This will list all the services. Pick the nginx service from this list, copy its IP, and use Benchmark as below:

ab -n 1000 -c 50 http://<nginx-service-ip>/

This command will send 1000 requests with a concurrency of 50 to the NGINX service. You can adjust the -n (total requests) and -c (concurrency) parameters based on your specific load testing requirements. You can then analyze the results. Apache Benchmark will provide detailed output, including request per second (RPS), connection times, and more. For example:

Connection Times (ms)
              min  mean[+/-sd] median   max
Connect:        0    1   2.8      0      10
Processing:   104  271 144.3    217    1184
Waiting:      104  270 144.2    217    1184
Total:        104  272 144.5    217    1185

Now it’s time to check if autoscaling has started:

kubectl get po -n default

Watch the pods, and you will see that the resource limits are reached, after which a new pod with more resources is created. Keep an eye on the resource usage and you will notice that the new resources have higher limits. Once the requests have been handled, the pod will immediately reduce the resource consumption. However, a new pod with lower resource requirements will not show up to replace the old pod. In fact, if you were to push a new version of the deployment into the cluster, it would still have space for a large amount of requests. However, this will reduce eventually if the amount of resources consumed continues to be low.

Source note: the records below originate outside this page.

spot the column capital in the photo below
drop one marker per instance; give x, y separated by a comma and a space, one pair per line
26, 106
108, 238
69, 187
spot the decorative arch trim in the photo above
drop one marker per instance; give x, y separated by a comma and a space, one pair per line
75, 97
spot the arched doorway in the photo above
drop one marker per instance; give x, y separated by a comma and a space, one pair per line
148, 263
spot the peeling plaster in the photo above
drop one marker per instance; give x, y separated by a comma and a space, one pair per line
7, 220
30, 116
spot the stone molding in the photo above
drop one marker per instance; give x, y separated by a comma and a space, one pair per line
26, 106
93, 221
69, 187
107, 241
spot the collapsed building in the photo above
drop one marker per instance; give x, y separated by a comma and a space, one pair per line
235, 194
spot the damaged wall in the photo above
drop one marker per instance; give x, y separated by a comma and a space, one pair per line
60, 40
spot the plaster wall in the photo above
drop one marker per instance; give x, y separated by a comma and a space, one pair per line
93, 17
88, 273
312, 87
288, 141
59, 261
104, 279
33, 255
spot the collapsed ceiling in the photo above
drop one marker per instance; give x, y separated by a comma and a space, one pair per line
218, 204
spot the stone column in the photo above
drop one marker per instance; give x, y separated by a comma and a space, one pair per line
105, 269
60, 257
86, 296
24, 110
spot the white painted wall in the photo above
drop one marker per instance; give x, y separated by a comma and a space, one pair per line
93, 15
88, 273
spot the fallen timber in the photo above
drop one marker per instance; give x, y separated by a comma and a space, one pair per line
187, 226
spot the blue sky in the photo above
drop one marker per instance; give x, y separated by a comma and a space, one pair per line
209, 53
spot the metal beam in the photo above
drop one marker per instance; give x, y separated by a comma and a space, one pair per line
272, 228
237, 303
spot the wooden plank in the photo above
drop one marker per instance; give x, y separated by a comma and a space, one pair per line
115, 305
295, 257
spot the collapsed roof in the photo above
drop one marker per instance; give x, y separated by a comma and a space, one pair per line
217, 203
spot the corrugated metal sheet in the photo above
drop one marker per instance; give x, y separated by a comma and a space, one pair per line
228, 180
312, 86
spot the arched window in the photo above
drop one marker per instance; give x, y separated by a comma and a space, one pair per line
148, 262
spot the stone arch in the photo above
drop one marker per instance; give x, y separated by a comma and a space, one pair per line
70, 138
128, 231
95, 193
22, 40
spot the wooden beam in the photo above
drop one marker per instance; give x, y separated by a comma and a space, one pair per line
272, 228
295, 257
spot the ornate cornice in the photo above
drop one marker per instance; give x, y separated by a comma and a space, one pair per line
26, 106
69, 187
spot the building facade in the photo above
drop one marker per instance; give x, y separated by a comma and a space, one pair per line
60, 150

Now that we have gotten a complete look at the vertical pod autoscaler, let’s take a look at the HPA. Create a file nginx-hpa.yml and paste the below contents into it.

apiVersion: autoscaling/v2beta2
kind: HorizontalPodAutoscaler
metadata:
  name: nginx-hpa
spec:
  scaleTargetRef:
    apiVersion: apps/v1
    kind: Deployment
    name: nginx-deployment
  minReplicas: 1
  maxReplicas: 5
  metrics:
  - type: Resource
    resource:
      name: cpu
      target:
        type: Utilization
        averageUtilization: 80

The above HPA definition has a lot of similarities to the VPA definition. The differences lie in the minReplicas and maxReplicas sections which define the minimum and maximum number of pod replicas that the HPA should maintain. In this case, it’s set to have a minimum of 2 replicas and a maximum of 5 replicas. The VPA didn’t have a metrics section that the HPA has, but its resourcePolicy section is pretty similar to this, where the metrics configure the metric used for autoscaling. In this example, it’s using the CPU utilization metric.type: Resource: Specifies that the metric is a resource metric (in this case, CPU). The resource section specifies the resource metric details. name: cpu Indicates that the metric is CPU utilization. The target section specifies the target value for the metric and type: Utilization indicates that the target is based on resource utilization. averageUtilization sets the target average CPU utilization to 80%.

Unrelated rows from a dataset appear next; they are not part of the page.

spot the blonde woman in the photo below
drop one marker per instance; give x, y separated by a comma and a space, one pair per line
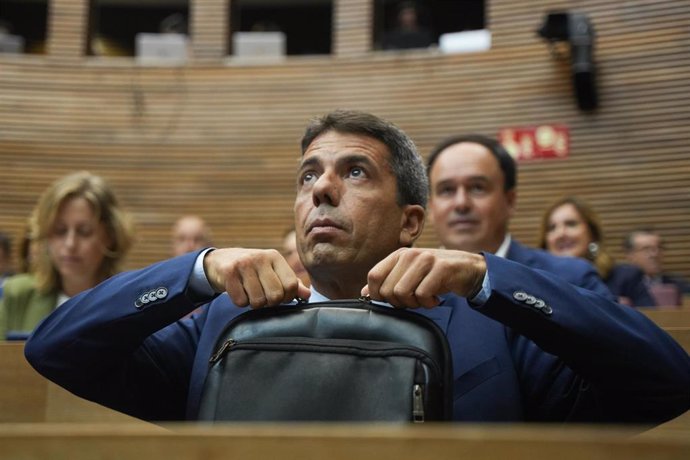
81, 236
570, 227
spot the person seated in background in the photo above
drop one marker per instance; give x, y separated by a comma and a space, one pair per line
83, 235
473, 193
408, 33
525, 344
28, 253
291, 255
570, 227
189, 233
644, 248
5, 258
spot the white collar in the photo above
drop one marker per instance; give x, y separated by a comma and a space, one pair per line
503, 248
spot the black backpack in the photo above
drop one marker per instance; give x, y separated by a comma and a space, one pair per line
345, 360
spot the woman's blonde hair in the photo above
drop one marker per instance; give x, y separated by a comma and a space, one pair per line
104, 203
597, 254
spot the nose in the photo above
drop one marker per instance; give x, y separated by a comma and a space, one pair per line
326, 190
463, 203
70, 239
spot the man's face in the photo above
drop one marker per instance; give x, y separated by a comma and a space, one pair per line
346, 212
647, 253
468, 205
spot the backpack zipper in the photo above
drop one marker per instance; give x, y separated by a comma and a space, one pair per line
417, 404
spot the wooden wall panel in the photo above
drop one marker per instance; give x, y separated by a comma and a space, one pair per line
67, 28
222, 141
352, 27
209, 29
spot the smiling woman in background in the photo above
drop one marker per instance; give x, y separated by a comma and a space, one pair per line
570, 227
81, 236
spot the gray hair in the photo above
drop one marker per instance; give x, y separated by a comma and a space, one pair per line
404, 159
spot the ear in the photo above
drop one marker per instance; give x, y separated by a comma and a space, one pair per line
411, 224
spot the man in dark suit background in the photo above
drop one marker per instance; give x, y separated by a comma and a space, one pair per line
526, 345
644, 248
473, 193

Before you deploy this file into your cluster, make sure to remove the VPA since having two types of autoscalers running for the same pod can cause some obvious problems. So first run:

kubectl delete -f nginx-vpa.yaml

Then deploy the HPA:

kubectl apply -f nginx-hpa.yaml

You can see the status of the HPA as it starts up using describe:

kubectl describe hpa nginx-hpa

You might see some errors about the HPA being unable to retrieve metrics, however, these can be ignored since this is an issue that occurs only when the HPA starts up for the first time. Now, let’s go back to the apache benchmark and add load to the nginx service so that we can see the HPA in action. Let’s start it up in the same manner as before:

ab -n 1000 -c 50 http://<nginx-service-ip>/

A thousand requests should start being sent to the service. Start watching the nginx pod to see if replicas are being created:

kubectl get po -n default --watch

You should be able to see the memory limit getting reached, after which the number of pods will increase. This will keep happening until the number of pods reaches the maximum specified value (5) or the memory requests are satisfied.

Conclusion

That sums up the lab on autoscalers. In here, we discussed the two most commonly used in-built autoscalers: HPA and VPA. We also took a hands-on look at how the autoscalers worked. This is just the tip of the iceberg when it comes to scaling, however, and the subject of custom scalers that can scale based on metrics other than memory and CPU is vast. If you are interested in looking at more complicated scaling techniques, you could take a look at the KEDA section to get some idea of the keda autoscaler.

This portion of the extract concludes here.